Previous studies show how a multimodal approach to literature instruction increase students’ agency to support them in interpreting literary works and addressing social issues (see e.g. Ajayi, 2015;

Smagorinsky & O’Donnell, 1998). With reference to this study, the students’ social agency was clearly noticeable both in the digital videomaking process as well as in the final digital video itself and is an example on how a video poetry project can acknowledge and encourage students’ social agency.
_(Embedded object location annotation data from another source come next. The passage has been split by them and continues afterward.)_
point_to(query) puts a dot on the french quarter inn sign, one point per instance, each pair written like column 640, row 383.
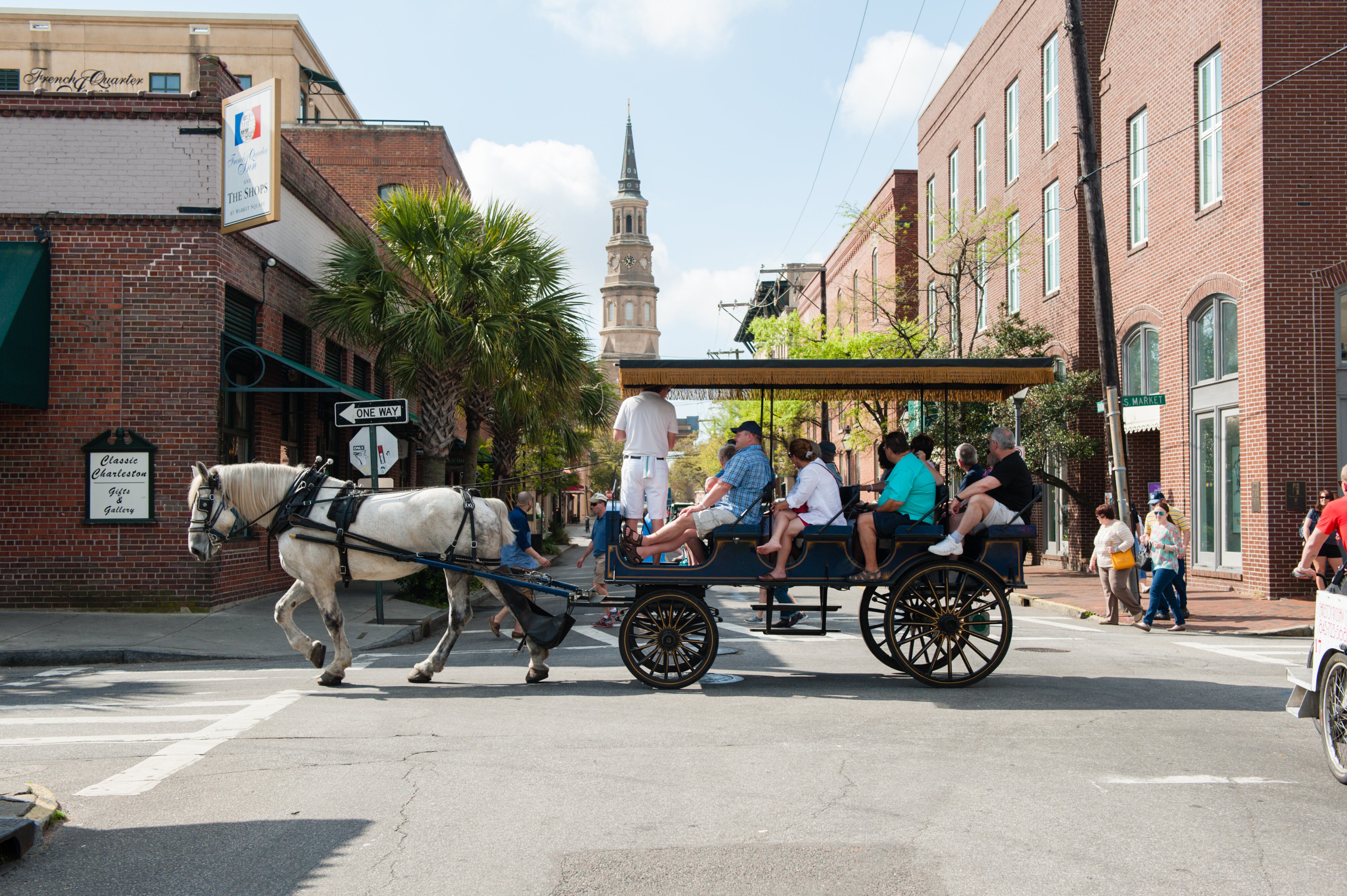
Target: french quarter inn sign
column 119, row 479
column 250, row 193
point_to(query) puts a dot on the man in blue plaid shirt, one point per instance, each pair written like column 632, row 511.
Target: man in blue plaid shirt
column 739, row 491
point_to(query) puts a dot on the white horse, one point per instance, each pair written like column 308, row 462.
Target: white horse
column 240, row 495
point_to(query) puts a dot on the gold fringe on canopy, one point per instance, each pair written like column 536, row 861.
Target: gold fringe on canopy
column 816, row 381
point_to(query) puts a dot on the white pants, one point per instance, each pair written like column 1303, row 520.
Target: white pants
column 646, row 483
Besides serving as means in positioning themselves, the findings also indicate negotiations as a means in becoming and being human, or as Gibbons (2010, p. 12) notes: “(t)he youths’ modal choices in their video often reveal as much about their own sense of themselves as youth as they do about them as youth filmmakers”.

Turning to dictionaries, agency is described as “action or intervention producing a particular effect; a thing or person that acts to produce a particular result: action or intervention producing a particular effect”36 and is described with synonyms as action, activity, effect, influence, force, and power. Following the theoretical framework of social semiotic theory, social agency refers to the connection between meaning-making and the social interest of the individual (Kress &

Jewitt, 2003; Jewitt, 2009b). Agency could be defined as a “willingness to act”, as individuals recognise, resist, or change the values, ideologies, or discourses they are a part of and in accordance to their own interest and semiotic resources available. According to the dictionary, agency derives from agent and “doing”, emphasising the active role of individuals, coinciding with a performative approach to meaning-making.